LLM translation into rulecards (remote API)
For each phenotype label, a prompt was assembled by concatenating: (i) the phenotype’s JSON rule paths, (ii) a phenotype summary (curated from analytic outputs), (iii) a phenotype-specific subset of the variable dictionary for features appearing in those rules, and (iv) a style guide that fixes phrasing and output structure. A remote chat model (GPT-4.1-mini via API) was then used as a controlled re-writer to produce a canonical markdown rulecard with three fixed sections: Key idea, Rulecard, and ASCII flowchart. Generation was run at low temperature to reduce variability.
Programmatic quality control
Generated rulecards were validated against the JSON rulesets and variable dictionary. QC checks included: (i) rule coverage (each JSON condition must appear in at least one textual “IF …” line, including threshold values), (ii) feature-name alignment against canonical dictionary keys, and (iii) an optional synthetic-profile sanity check that confirms exported rule paths behave consistently with the fitted surrogate tree.
Example of the QC pass that validates coverage of JSON conditions in the generated markdown rulecard.
def validate_rule_coverage(json_rules, rulecard_text):
# Extract “- IF …” lines and verify each JSON condition is represented.
if_lines = [ln for ln in rulecard_text.splitlines() if ln.lstrip().startswith("- IF")]
for rule in json_rules:
for cond in rule["if"]:
feat = cond["feature"]
val = str(cond["value"])
ok = any((feat in ln) and (val in ln) for ln in if_lines)
if not ok:
return False, (feat, val)
return True, NoneSurrogate fidelity (cross-validated)
Cross-validated fidelity of decision-tree surrogates to SNF-lite phenotypes, by multimorbidity stratum. Values are mean ± SD.
| Stratum | CV accuracy | Macro–F1 |
|---|---|---|
| High MM | 0.741 ± 0.027 | 0.744 ± 0.026 |
| Mid MM | 0.821 ± 0.004 | 0.797 ± 0.007 |
| Low MM | 0.900 ± 0.007 | 0.877 ± 0.013 |
Surrogate fidelity was highest in the low-multimorbidity stratum and lowest in the high-multimorbidity stratum, consistent with greater heterogeneity in high multimorbidity. Across strata, extracted rule sets typically required multiple leaf paths to cover physiologically diverse phenotypes, while more specific phenotypes could be represented by fewer rules.

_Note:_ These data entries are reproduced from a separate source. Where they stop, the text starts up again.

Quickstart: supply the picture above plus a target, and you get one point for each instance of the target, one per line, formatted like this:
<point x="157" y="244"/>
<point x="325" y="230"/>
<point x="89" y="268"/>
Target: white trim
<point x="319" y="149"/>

Rulecard outputs and QC status
The pipeline produced one canonical markdown rulecard per phenotype (three phenotypes per stratum), each containing a short “Key idea” summary, explicit IF/THEN rules that mirror the JSON conditions, and an ASCII flowchart representing the same decision structure. Programmatic validation reports summarised rule coverage and dictionary alignment for each phenotype and flagged any missing feature–threshold mappings for manual correction.
Conclusion
MAIP is an end-to-end, multimorbidity-anchored phenotyping and translation pipeline: from multi-view unsupervised learning to auditable, clinician-readable decision logic.
In the SUPPORT-II cohort, stratifying by baseline multimorbidity before clustering made the target problem explicit: within comparable chronic disease burden, identify distinct acute physiologic presentations and care-context patterns. Across low, mid and high multimorbidity strata, the SNF-lite multi-view fusion approach produced stable, clinically coherent phenotypes with stronger internal validity and larger cross-validated discrimination gains than the physiology-only MMSP baseline.
These phenotypes were not treated as opaque labels. I distilled each stratum’s SNF-lite assignments into shallow decision-tree surrogates, exported the leaf paths as canonical JSON rules, and produced clinician-facing rulecards and ASCII flowcharts via a controlled remote LLM translation step. A programmatic QC layer checks rule coverage and dictionary alignment, preserving traceability from cluster definition to bedside-readable logic.
Together, this work demonstrates a maintainable pattern for clinically grounded unsupervised phenotyping: separate chronic burden from acute state, fuse complementary data views, validate on held-out outcomes, and operationalise phenotypes through versioned, auditable rules. Supporting Kaplan–Meier, LOS and cost analyses are provided in the Supplementary section to contextualise the primary mortality findings.